- Born: 23 February 1889 in Briston, Norfolk
- Died: 25 August 1964 (aged 75)
- Education: Downing College, Cambridge
- Known for: Artificial insemination
- Awards: Fellow of the Royal Society
- Scientific career
- Workplaces: University of Cambridge

= John Hammond (physiologist) =

English physiologist (1889–1964)

Sir John Hammond CBE FRS PhD (23 February 1889 – 25 August 1964), was a physiologist, agricultural research scientist, veterinarian known for his pioneering work in artificial insemination. He gives his name to the Sir John Hammond Memorial Prize.

==Background and education==
The son of Burrell Hammond, a farmer in Briston, Norfolk, Hammond was educated at Gresham's School and Downing College, Cambridge. He was named after his grandfather, another John Hammond, who was both a farmer and a veterinarian and one of the founders of the Red Poll herdbook in the 1870s.

==Career==
Hammond arrived at Downing as an undergraduate in 1907 and for most of his career was a Fellow of the college.
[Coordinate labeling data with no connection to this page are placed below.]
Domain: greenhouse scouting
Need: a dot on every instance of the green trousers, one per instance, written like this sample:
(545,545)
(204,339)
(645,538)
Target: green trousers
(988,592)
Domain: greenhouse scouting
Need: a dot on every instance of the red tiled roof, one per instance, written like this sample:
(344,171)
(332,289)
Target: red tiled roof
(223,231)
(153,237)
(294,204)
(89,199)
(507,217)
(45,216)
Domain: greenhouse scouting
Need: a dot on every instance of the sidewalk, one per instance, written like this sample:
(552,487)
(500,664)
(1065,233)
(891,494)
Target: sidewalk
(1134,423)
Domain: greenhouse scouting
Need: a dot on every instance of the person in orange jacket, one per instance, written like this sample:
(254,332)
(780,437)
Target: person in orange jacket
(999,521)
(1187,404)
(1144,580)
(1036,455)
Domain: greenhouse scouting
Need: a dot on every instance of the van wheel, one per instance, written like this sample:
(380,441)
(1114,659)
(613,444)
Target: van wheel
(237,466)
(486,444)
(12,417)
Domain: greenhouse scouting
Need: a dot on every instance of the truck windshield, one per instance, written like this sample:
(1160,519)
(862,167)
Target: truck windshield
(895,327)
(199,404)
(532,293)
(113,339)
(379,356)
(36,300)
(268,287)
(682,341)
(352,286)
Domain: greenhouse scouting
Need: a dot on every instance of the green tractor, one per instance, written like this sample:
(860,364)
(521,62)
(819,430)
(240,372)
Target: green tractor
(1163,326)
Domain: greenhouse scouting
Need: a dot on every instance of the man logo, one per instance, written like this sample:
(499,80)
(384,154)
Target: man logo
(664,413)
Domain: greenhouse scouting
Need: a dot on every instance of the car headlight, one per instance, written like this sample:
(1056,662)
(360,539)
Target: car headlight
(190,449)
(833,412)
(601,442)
He also headed the School of Physiology of Animal Reproduction of the University of Cambridge and was a founder of the Cambridge Animal Research Station.
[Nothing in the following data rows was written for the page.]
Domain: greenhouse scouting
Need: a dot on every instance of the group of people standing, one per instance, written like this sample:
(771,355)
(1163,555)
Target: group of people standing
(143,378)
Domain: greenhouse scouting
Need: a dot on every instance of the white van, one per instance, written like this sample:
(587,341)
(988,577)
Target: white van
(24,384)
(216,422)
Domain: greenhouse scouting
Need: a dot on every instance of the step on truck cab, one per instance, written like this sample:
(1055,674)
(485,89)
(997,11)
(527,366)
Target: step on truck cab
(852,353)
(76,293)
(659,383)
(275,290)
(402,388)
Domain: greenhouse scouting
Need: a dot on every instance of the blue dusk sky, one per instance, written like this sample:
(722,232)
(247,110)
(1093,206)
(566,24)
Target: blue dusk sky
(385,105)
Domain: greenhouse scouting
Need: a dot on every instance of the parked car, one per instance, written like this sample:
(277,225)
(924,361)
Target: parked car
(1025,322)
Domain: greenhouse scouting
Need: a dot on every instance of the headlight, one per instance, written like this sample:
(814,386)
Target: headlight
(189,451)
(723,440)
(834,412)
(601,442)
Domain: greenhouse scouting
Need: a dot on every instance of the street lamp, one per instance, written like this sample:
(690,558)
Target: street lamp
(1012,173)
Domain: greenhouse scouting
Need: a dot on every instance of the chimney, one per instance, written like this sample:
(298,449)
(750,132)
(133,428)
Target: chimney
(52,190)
Hammond conducted classical studies on embryo survival in the early 1920s. His famous study Rate of Intra-uterine Growth (1938) showed that crossbred foetal foals grew at the rate of their dams' pure breed. He was the first to crystallise the theory of metabolic rate-dependent prioritising of nutrient partitioning between tissues. He was also the first to report the duration of oestrus for lactating cows (19.3 hours) and heifers (16.1 hours). He studied closely the major changes in animal shape resulting from the domestication and selective breeding of farm animals.

With Arthur Walton, Hammond was one of the pioneers of artificial insemination ('AI'). As he couldn't practice certain AI techniques in England, because of religious and cultural taboos, Hammond sponsored work in other countries where such limitations did not apply. He sent a colleague, Dr Luis Thomasset, to Russia to work on AI with the Soviets. He himself introduced AI to other countries, such as Argentina.
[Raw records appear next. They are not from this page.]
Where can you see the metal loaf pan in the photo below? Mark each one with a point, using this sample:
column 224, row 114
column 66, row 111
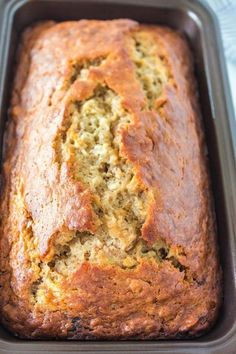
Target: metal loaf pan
column 199, row 25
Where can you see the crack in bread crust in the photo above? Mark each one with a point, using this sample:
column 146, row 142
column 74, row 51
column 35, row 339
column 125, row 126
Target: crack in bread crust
column 106, row 231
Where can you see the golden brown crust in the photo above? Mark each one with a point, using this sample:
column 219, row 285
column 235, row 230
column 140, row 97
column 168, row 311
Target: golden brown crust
column 173, row 291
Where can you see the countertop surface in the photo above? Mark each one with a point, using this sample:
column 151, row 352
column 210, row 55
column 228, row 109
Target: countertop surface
column 225, row 11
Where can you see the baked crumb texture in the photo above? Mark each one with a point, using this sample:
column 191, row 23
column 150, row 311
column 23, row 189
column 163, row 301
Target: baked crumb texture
column 107, row 227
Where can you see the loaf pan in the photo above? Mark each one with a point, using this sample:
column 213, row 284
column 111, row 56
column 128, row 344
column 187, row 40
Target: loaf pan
column 199, row 25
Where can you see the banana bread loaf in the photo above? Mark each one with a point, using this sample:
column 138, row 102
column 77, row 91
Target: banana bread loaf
column 107, row 226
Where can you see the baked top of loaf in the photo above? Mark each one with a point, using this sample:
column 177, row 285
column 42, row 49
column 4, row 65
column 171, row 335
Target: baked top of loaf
column 107, row 224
His book The Artificial Insemination of Cattle (1947) was the first comprehensive publication on AI published in England.

Hammond founded the British Cattle Breeders Club in 1946 and was an active member in the early days of the European Association for Animal Production, serving on its Preparatory Committee.

He ended his life as the guru of the British livestock world and is widely regarded as the father of modern animal physiology. His two sons, John Hammond, Jr., and Christopher Hammond (who died in 2002), followed him in his work.

==Publications==
- Rate of Intra-uterine Growth by J. Hammond and A. Walton, in Proceedings of the Royal Society, B, 125, 311 (1938)
- Anatomical and histological changes during the oestrous cycle in the mare, by John Hammond and Kazimierz Wodzicki
- Hammond, John, et al., The Artificial Insemination of Cattle (Cambridge, Heffer, 1947, 61pp)
- Hammond's Farm Animals by John Hammond (5th edition, 1984, revised by John Hammond Jr.)
- Farm Animals, their Breeding, Growth, and Inheritance by John Hammond (1940)
- Farm Animals by Sir John Hammond, new edition ed. J. Hammond, John C. Bowman and T.J. Robinson (Edward Arnold, London, 1982)
- Cattle at the Crossroads – Containing radio broadcasts by John Hammond on the Home Service of the BBC on Cattle Breeding, from the Series Farming Today (Littlebury & Co., 1944)
- Animal Breeding by John Hammond (1963)

==Honours==
- Fellow of the Royal Society, 1933
- Commander of the Order of Orange-Nassau, 1946
- Commander of the Order of the British Empire, 1949
- Commander of the Order of Merit of the Republic (Italy), 1954
- Knight, 1960
- First recipient of the David Black Award, 1960
- Honorary DSc, University of Leeds, 1961
- International Stockman's Educational Foundation Hall of Fame Award (posthumous, 1988)

In his memory, the British Society of Animal Science gives a Sir John Hammond Award annually.

A Hammond Lecture was established in 1980 by the former Society for the Study of Fertility as a memorial lecture in honour of Sir John Hammond, and until 2002 was presented at the winter meetings of the Society for Reproduction and Fertility by a scientist recognised for the practical application of reproductive research to agriculture.